In 2016, there was a record number of mergers and transactions in the RIA industry, Schwab Advisor Services reported today, echoing other recent measures of the advisor M&A space, but Jon Beatty of Schwab says the numbers are in fact a "subplot of a bigger story: the growth of the RIA industry." Since the independent advisor space is "thriving, you'd expect M&A to follow suit," said the senior VP of SAS in a Wednesday interview.
The Schwab report — 2016 Independent Advisor Industry Transactions — counts 94 transactions taking place last year, up 12% from the 84 deals Schwab counted in 2015, and up 74% from the 54 deals made in 2014. The average size of a transaction also increased last year to $1.44 billion, 5% above 2015's average deal size and 64% higher than the $878 million average transaction in 2014.
Who's buying? Other advisory firms and strategic acquiring firms, aka rollup firms, who together accounted for 70% of all transactions (independent RIA firms, 41%; strategic acquirers, 29%). Banks accounted for 9% of all deals in 2016.

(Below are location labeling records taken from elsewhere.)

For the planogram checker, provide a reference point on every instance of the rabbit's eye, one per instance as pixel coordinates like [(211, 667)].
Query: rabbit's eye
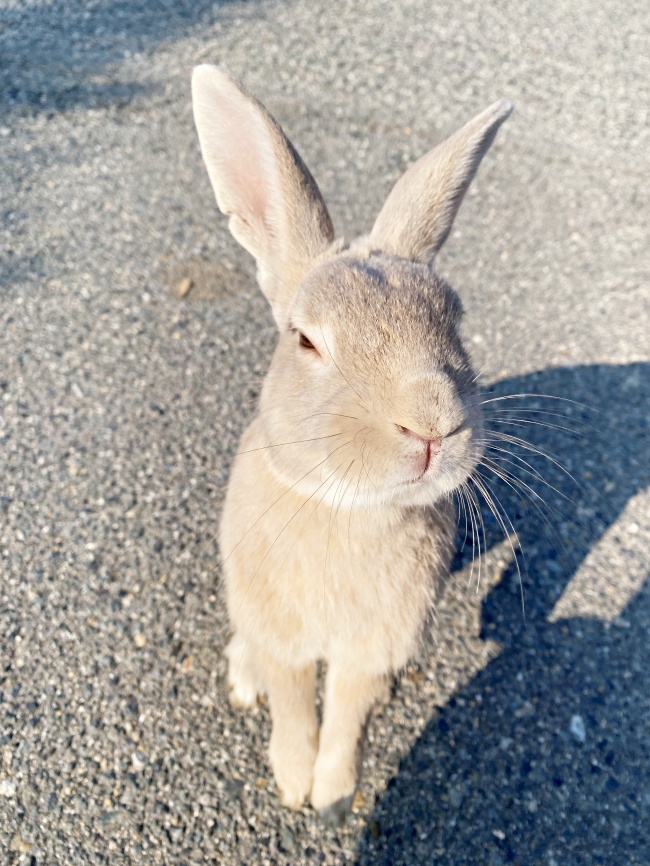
[(305, 342)]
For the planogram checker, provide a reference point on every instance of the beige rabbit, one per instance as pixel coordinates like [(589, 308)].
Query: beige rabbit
[(338, 525)]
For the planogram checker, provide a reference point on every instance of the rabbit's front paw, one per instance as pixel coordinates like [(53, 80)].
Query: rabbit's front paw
[(293, 769), (333, 789)]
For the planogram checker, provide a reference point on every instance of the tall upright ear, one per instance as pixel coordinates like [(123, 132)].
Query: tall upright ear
[(420, 210), (275, 207)]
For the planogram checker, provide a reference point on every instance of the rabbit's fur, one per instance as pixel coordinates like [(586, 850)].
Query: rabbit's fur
[(338, 525)]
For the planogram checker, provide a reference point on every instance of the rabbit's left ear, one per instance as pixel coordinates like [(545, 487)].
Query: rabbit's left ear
[(275, 207), (420, 210)]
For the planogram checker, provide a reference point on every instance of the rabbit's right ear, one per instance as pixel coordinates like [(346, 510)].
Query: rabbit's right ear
[(420, 210), (275, 207)]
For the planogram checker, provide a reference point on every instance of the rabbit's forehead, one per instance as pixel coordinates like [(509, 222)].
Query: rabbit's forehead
[(369, 303)]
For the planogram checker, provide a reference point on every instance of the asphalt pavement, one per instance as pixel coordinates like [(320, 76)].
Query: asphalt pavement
[(134, 341)]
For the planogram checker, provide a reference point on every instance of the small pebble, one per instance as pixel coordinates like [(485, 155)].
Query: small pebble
[(287, 839), (184, 287), (7, 788), (577, 728)]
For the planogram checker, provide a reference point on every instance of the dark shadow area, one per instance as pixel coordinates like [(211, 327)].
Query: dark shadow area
[(544, 757), (61, 56)]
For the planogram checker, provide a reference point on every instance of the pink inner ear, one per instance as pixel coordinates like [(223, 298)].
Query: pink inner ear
[(242, 153)]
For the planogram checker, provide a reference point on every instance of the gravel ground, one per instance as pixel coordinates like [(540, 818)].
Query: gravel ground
[(121, 403)]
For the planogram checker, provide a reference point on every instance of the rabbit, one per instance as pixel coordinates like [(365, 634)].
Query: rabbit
[(338, 525)]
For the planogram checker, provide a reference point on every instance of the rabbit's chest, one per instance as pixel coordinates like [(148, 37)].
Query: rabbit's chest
[(315, 582)]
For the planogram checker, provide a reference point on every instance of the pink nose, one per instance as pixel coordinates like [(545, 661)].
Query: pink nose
[(433, 445)]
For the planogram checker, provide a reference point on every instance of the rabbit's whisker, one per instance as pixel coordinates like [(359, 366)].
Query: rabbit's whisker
[(540, 396), (527, 468), (495, 506), (523, 443), (480, 530), (521, 422), (291, 519), (523, 489)]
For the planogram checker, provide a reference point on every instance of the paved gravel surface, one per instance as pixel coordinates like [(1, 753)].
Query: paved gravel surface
[(121, 405)]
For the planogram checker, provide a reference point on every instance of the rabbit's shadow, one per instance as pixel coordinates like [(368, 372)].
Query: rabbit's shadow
[(505, 772)]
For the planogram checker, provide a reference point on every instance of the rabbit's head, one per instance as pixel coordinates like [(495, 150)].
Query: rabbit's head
[(370, 396)]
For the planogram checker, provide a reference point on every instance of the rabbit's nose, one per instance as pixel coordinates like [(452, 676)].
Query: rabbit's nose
[(433, 445)]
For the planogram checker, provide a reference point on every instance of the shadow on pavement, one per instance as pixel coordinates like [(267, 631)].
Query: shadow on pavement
[(60, 56), (505, 772)]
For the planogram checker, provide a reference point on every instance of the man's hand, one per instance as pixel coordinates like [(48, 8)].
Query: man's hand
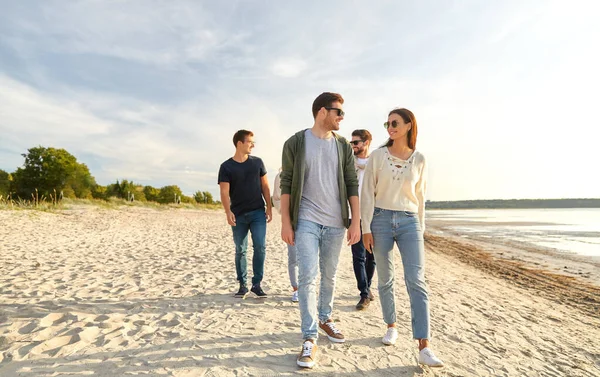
[(269, 214), (230, 218), (287, 234), (368, 242), (354, 233)]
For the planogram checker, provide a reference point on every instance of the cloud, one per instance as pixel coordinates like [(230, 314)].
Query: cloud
[(155, 93), (288, 67)]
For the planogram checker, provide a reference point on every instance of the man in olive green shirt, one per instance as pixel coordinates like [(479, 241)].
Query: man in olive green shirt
[(318, 181)]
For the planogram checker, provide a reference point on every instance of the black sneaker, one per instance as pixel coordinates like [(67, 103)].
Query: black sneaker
[(243, 292), (257, 290)]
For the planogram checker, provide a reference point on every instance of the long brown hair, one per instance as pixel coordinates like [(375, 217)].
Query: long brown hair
[(407, 117)]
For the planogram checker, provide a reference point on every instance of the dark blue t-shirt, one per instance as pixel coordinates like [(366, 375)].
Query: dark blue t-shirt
[(245, 190)]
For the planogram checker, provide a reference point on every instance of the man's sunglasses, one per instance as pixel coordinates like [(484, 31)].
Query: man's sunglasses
[(393, 124), (341, 112)]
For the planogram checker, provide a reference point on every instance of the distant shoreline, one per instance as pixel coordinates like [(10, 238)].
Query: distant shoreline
[(514, 204)]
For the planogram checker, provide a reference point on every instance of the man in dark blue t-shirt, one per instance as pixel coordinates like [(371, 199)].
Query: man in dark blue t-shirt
[(244, 191)]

(Schwab's data is collected by the firm's RIA custody unit and includes deals "involving primarily high-net-worth- and endowment-focused RIAs" with a minimum of $50 million in assets under management. The data also includes "advisors in transition," including breakaway brokers, who joined existing RIAs "and received equity consideration" for doing so.)
What's driving the increase, particularly since 2014? Beatty, who's responsible for sales and relationship management at the largest RIA custodian, said there are a "number of variables" driving M&A.
Yes, the demographics of RIA owners is one of those variables, but rather than attribute the growth only to advisors' exit plans or succession issues, Beatty puts it in a broader context.